📄 Intelligent Document Processing (IDP) with Nemotron RAG#

Build a production-grade Intelligent Document Processing (IDP) pipeline that transforms complex enterprise documents—containing dense text, charts, and tables—into a queryable knowledge base using NVIDIA Nemotron models.

📋 Overview#

Standard text extraction often fails on complex enterprise documents due to “Linearization Loss”—the loss of structural context. This example demonstrates how to solve this using NVIDIA NeMo Retriever and multimodal Nemotron models.

The pipeline handles:

Complex Layouts: Preserves structure in financial reports and manuals.
Visual Data: Extracts and understands trends in charts (e.g., bar graphs).
Dense Tables: Maintains row/column alignment for accurate financial lookups.

📦 Models Used#

Component	Model	Function	Deployment
Extraction	`NeMo Retriever Library (nv-ingest)`	A library for advanced document parsing	Self-hosted (Library Mode)
Embedding	`nvidia/llama-nemotron-embed-vl-1b-v2`	Multimodal Embedding (Text + Images)	Local Inference (Hugging Face)
Reranking	`nvidia/llama-nemotron-rerank-vl-1b-v2`	Visual Cross-Encoder Reranking	Local Inference (Hugging Face)
Reasoning	`nvidia/llama-3.3-nemotron-super-49b`	Citation-Backed Answer Generation	NVIDIA NIM / API

🌟 Key Features#

Multimodal RAG: Retrieves and reasons over both text and visual elements (charts/graphs).
Intelligent Extraction: Uses YOLOX and Transformer-based models to detect and crop charts and parse tables into Markdown.
Visual Reranking: The reranker “sees” the retrieved chart images to verify relevance, improving accuracy over text-only search.
Hardware-Aware: Includes robust fallback mechanisms to run on varying GPU architectures (e.g., T4 vs. H100) by adjusting precision and attention implementations automatically.
Citation & Verification: Enforces strict citation of sources and internal fact-checking (reasoning traces) to reduce hallucinations.

🏗️ Pipeline Architecture#

Pipeline Architecture

🔧 Requirements#

Hardware#

GPU: NVIDIA GPU recommended: H100 (Tested on H100 and T4).
- Note: The notebook includes patches to support older GPUs (like T4) by disabling Flash Attention 2 where incompatible.

Software#

Python 3.12
NVIDIA API Key: Required for the Generation NIM (llama-3.3-nemotron-super-49b).
Dependencies: nv-ingest, pymilvus, pillow, transformer, etc.

🚀 Quick Start#

1. Set Up Environment#

Install the required libraries. Note that nv-ingest is used in Library Mode for this example, which runs locally without requiring a complex Docker setup.
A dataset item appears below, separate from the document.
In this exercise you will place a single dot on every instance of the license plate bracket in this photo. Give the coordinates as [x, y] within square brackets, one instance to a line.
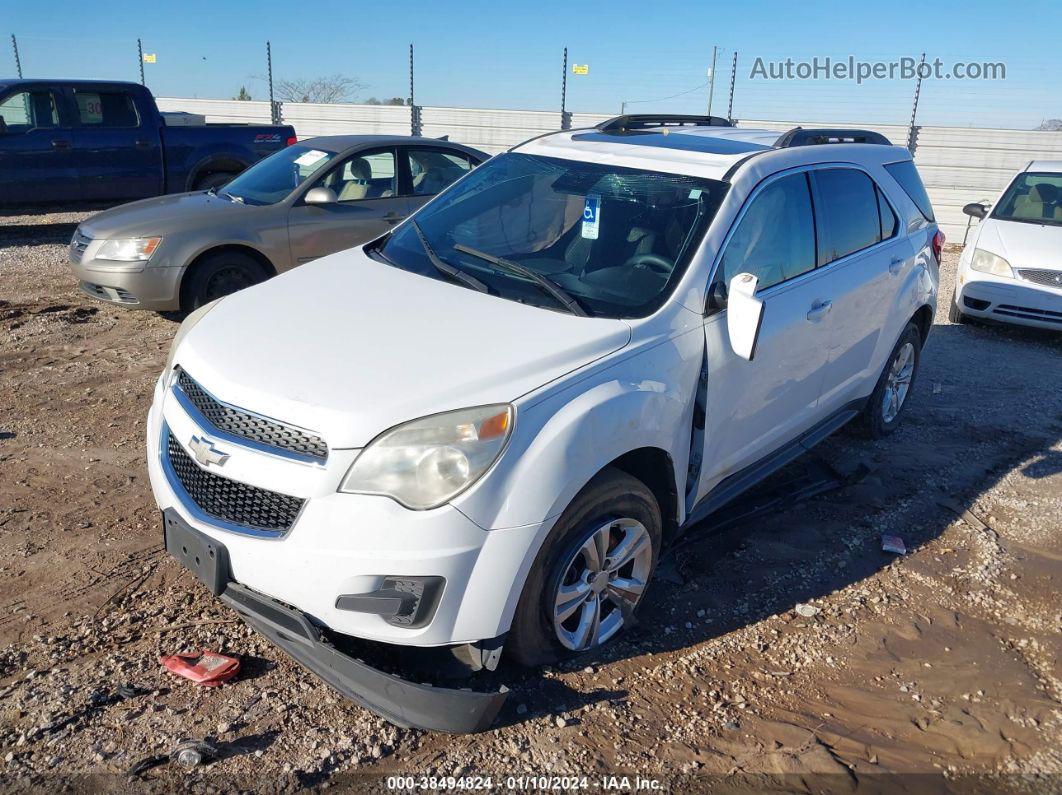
[205, 557]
uv pip install -r pyproject.toml

2. Configure API Key#

Export your NVIDIA API key to access the cloud-hosted generation models.

export NVIDIA_API_KEY="nvapi-..."

3. Run the Notebook#

Launch Jupyter and run the pipeline:

jupyter notebook intelligent_document_processing_pipeline.ipynb

📄 License#

This project uses NVIDIA open models. Each model is governed by its respective license:

NVIDIA Open Model License